Al menos dos huéspedes, atrapados en sus habitaciones en el Taj, llamaron a canales de televisión. Uno dijo que las puertas de las escaleras de emergencia estaban cerradas, otro dijo que había visto dos muertos junto a la piscina.

"Dos de mis colegas están aún ahí y lo último que supimos de ellos fue hace tres horas, luego la batería del teléfono se acabó", dijo un ciudadano alemán que logró escapar del Taj.

Los ataques en Mumbai posiblemente alejen a los inversores de una de las economías más grandes y de más rápido crecimiento de Asia.

Mumbai ha sufrido varios atentados importantes en el pasado, pero nunca nada orientado especialmente a los extranjeros.

Las autoridades cerraron los mercados de acciones, bonos y cambio, y el banco central dijo que continuaría las subastas para mantener el flujo de los mercados de préstamo interbancario, congelados desde el comienzo de la crisis financiera mundial.

HOMBRES JOVENES DISPARANDO INDISCRIMINADAMENTE

Muchos de los milicianos llegaron el miércoles y se dispersaron para atacar sus objetivos, entre ellos el Café Leopold, un lugar frecuentado por turistas extranjeros.

Los hombres dispararon de manera indiscriminada y lanzaron granadas antes de prepararse para un prolongado asedio en dos hoteles, el Taj Mahal y el Trident Oberoi.

"Podría haber entre 100 y 200 personas dentro del hotel (Trident Oberoi), pero no podemos darles la cifra exacta ya que muchos se encerraron dentro de sus habitaciones", dijo el viceministro del estado indio de Maharashtra, R.R. Patil, a los periodistas.

"También podría haber entre 10 y 12 terroristas dentro del hotel.
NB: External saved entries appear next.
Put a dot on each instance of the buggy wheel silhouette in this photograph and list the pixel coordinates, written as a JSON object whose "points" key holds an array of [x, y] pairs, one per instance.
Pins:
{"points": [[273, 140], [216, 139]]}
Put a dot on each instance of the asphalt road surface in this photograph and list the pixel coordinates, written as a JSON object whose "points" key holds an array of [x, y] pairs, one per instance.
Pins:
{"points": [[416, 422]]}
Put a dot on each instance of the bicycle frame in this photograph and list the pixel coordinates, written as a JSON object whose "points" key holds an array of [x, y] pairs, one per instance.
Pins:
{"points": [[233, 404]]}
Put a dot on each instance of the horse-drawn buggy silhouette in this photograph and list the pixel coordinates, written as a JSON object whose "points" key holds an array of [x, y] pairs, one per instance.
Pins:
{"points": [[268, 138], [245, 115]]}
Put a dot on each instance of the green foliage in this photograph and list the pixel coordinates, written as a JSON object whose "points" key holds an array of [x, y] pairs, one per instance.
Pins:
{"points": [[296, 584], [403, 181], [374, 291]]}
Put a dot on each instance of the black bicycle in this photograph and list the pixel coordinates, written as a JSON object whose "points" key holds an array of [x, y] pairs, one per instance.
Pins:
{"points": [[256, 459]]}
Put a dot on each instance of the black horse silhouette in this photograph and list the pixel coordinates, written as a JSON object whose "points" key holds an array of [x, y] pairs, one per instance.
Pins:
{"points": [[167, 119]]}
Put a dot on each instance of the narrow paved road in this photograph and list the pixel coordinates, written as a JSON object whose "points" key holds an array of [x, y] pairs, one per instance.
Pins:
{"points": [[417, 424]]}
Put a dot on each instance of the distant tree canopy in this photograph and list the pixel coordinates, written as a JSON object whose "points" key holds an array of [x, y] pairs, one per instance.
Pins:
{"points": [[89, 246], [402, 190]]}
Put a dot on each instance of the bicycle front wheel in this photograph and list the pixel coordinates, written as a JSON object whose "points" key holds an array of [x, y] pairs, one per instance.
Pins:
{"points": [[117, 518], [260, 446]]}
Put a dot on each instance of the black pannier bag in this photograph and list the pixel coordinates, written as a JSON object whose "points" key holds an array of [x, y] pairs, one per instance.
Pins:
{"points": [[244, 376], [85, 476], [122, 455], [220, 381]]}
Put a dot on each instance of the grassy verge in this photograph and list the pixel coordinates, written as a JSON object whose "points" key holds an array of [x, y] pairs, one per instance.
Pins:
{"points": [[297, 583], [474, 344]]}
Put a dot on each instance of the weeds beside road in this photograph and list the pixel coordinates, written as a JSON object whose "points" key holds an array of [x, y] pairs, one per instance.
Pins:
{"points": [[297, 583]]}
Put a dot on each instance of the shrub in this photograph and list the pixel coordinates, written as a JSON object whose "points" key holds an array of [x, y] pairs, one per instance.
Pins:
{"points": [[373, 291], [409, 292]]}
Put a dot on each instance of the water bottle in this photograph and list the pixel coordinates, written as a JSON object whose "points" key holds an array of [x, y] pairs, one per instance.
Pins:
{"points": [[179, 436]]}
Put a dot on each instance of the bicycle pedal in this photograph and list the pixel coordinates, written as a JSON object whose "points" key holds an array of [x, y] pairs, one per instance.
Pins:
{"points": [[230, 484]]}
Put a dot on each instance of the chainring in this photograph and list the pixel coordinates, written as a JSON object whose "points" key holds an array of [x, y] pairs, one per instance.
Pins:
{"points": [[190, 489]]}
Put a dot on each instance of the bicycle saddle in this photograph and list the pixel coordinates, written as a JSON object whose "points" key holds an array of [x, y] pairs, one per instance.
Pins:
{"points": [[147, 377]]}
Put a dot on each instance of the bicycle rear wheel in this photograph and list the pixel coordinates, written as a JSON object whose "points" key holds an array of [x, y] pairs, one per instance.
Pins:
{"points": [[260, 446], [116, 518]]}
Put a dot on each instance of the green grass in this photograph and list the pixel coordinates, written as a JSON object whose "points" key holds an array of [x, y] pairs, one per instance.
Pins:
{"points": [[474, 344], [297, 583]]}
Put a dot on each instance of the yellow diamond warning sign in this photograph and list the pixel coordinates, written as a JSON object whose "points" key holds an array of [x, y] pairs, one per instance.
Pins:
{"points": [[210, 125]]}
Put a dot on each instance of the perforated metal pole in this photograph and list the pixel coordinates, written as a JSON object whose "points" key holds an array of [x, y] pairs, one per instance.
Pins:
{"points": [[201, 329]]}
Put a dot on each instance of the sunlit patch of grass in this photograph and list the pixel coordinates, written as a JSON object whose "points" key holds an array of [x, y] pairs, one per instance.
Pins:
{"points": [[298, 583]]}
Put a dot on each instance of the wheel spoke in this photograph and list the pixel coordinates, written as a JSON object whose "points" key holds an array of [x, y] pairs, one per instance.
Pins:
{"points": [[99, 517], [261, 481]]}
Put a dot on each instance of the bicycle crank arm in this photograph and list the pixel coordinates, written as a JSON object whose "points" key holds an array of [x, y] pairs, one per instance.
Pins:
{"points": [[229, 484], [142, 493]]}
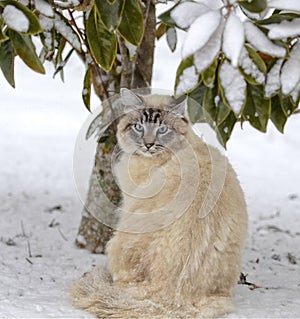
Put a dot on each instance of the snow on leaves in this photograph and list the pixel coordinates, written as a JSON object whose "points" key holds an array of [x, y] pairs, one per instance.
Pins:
{"points": [[255, 57], [234, 86]]}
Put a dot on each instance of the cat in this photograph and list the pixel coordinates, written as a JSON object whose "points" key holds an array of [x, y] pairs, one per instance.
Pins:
{"points": [[169, 257]]}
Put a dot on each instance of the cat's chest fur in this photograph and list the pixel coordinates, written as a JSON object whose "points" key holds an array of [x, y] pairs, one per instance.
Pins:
{"points": [[147, 184]]}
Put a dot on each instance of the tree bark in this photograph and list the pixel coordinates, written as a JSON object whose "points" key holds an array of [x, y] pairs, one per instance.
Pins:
{"points": [[137, 73]]}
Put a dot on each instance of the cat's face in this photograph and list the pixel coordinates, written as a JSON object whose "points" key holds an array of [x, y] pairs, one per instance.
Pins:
{"points": [[153, 125]]}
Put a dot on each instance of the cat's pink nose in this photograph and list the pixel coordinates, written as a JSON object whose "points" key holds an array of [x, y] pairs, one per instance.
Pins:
{"points": [[149, 145]]}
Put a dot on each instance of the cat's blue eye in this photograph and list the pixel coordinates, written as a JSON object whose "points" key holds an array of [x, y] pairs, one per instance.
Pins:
{"points": [[162, 129], [139, 127]]}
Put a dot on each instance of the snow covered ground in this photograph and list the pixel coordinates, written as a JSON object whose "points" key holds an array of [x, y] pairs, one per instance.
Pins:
{"points": [[40, 209]]}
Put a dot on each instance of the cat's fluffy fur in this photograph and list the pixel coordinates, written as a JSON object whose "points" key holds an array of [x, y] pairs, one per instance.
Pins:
{"points": [[185, 267]]}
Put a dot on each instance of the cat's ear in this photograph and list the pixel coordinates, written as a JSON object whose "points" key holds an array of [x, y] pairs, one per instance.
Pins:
{"points": [[130, 100], [179, 105]]}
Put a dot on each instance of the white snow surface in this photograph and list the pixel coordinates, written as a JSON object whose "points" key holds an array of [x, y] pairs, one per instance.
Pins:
{"points": [[273, 79], [283, 30], [44, 7], [233, 38], [293, 5], [39, 124], [187, 12], [250, 68], [200, 32], [15, 18], [206, 55], [289, 78], [261, 42], [234, 86]]}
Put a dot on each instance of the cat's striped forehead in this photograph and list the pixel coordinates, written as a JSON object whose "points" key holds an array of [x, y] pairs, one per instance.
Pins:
{"points": [[150, 115]]}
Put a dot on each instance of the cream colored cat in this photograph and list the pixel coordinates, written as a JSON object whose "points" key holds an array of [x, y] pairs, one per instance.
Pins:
{"points": [[173, 256]]}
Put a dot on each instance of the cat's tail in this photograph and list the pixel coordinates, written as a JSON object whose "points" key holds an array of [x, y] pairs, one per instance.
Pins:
{"points": [[96, 294]]}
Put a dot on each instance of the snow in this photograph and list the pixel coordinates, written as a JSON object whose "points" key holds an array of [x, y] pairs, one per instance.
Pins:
{"points": [[15, 18], [233, 38], [285, 29], [290, 74], [273, 79], [187, 80], [44, 8], [250, 68], [38, 133], [67, 32], [205, 56], [187, 12], [285, 4], [261, 42], [234, 86], [200, 32]]}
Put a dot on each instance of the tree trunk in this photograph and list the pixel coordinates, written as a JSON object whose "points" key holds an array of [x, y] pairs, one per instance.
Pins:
{"points": [[137, 73]]}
No hay negociaciones con los terroristas", agregó.

Los atacantes parecían buscar ciudadanos británicos y estadounidenses. También hay israelíes entre los rehenes, según informó un canal de televisión, mientras que la policía dijo que un rabino israelí y su familia también fueron retenidos en un apartamento en Mumbai.

Los testigos dijeron que los atacantes eran hombres jóvenes del sur de Asia, probablemente indios, que hablaban hindi o urdu.

El personal de un hotel evacuaba a los heridos en carritos de equipaje, junto a personas cubiertas de sangre que buscaban ayuda. Algunos bajaron por las escaleras para ponerse a salvo.